Insect and spider bites and stings, whether from wasps, blood-sucking insects, biting flies or spiders involve puncturing the skin and therefore some risk of infection. The infection can be directly from bacteria on the insect or spider mouthparts or from the subsequent invasion of disease organisms at the bite site. Because bites and stings often become itchy they often get scratched. Scratching can open up bites to infections that could be serious. Perhaps such infections are the source of the ulceration and necrosis reported following White-tail bites. Avoid scratching bites; application of antihistamines or topical steroids can reduce itchiness and swelling.

Spider bites can sometimes (but not often) be differentiated from bites of insects such as fleas or bed bugs. Spider bites involving venom usually causes pain prior to inflammation. Spiders use two fangs to bite and inject their venom, so it is sometimes possible to identify two puncture wounds very close together.

Spiders are a beneficial part of the natural ecosystem, but many people have a fear of spiders and, as discussed, some pose a risk to our health. Also, many spiders produce webs and webbing that can be unsightly around the eaves and gutters of houses or on fences and furniture.  A simple spider proofing treatment of a house can be carried out that will keep spiders outside and leave our homes spider free. Long-lasting insecticides such as NO Spiders Total Protection or NO Bugs Super can be used to get rid of spiders and keep them out. Spray around the exterior of a building where spider webbing is seen and where spiders could gain entry. Inside, spray the bottom and tops of walls, behind furniture and appliances and in voids such as roof spaces. NO Bugs Super Bug Bomb or NO Bugs Super Fumigator fumigators can be useful in hard to access areas such as the rood space and other voids around the home.

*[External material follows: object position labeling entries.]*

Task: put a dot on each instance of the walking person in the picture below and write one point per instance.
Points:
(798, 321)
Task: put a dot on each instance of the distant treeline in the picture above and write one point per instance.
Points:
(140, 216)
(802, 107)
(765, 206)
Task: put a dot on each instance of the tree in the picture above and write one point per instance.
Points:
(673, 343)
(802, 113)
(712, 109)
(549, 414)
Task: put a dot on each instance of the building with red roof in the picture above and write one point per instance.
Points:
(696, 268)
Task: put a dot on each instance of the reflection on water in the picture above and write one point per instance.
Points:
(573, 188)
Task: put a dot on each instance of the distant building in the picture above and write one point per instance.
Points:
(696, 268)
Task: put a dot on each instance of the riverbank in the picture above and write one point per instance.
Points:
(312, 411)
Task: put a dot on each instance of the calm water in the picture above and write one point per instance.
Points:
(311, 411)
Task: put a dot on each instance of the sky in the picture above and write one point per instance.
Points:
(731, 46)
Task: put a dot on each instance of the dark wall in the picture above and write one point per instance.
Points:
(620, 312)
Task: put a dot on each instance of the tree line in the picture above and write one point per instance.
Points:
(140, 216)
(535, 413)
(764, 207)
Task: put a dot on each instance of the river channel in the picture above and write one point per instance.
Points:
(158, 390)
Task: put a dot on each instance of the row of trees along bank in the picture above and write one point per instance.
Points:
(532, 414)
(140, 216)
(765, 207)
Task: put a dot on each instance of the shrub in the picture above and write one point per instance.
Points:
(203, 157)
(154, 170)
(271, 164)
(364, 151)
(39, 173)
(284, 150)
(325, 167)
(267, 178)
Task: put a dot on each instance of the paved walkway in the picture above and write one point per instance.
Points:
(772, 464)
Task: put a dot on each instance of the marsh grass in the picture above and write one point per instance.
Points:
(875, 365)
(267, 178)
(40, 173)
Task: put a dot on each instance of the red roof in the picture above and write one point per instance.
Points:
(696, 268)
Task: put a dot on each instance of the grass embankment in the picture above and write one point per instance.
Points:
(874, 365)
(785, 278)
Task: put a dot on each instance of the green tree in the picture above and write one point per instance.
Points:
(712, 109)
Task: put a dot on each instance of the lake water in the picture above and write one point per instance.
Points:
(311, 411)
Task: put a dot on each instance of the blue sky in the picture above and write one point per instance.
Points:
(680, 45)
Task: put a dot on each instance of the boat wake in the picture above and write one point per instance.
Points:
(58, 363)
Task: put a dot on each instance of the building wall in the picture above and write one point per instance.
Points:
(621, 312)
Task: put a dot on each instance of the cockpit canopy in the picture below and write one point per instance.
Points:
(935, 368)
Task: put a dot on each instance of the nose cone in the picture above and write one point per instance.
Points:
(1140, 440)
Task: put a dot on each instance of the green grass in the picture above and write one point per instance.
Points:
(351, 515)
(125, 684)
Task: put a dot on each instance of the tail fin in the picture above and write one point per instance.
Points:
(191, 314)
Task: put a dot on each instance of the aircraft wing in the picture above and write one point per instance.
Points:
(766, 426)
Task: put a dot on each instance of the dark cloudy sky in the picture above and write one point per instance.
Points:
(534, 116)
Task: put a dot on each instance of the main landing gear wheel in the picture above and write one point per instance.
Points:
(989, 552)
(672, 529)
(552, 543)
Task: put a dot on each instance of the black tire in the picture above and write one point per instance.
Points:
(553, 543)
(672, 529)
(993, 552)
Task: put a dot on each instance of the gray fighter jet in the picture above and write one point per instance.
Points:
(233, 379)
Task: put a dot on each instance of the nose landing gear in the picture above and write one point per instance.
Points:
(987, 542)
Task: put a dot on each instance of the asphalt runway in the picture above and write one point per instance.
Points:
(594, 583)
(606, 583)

Keep spiders outside where they can benefit you and the environment but get rid of them in the house where they can be a nuisance and some bite.

*Only two spider families, Uloboridae and Holarchaeidae, are known to be non-venomous, i.e., lacking venom glands; however, their fangs can inflict infections spread through the skin, which in theory could represent more danger than from bites of non-lethal venomous spiders.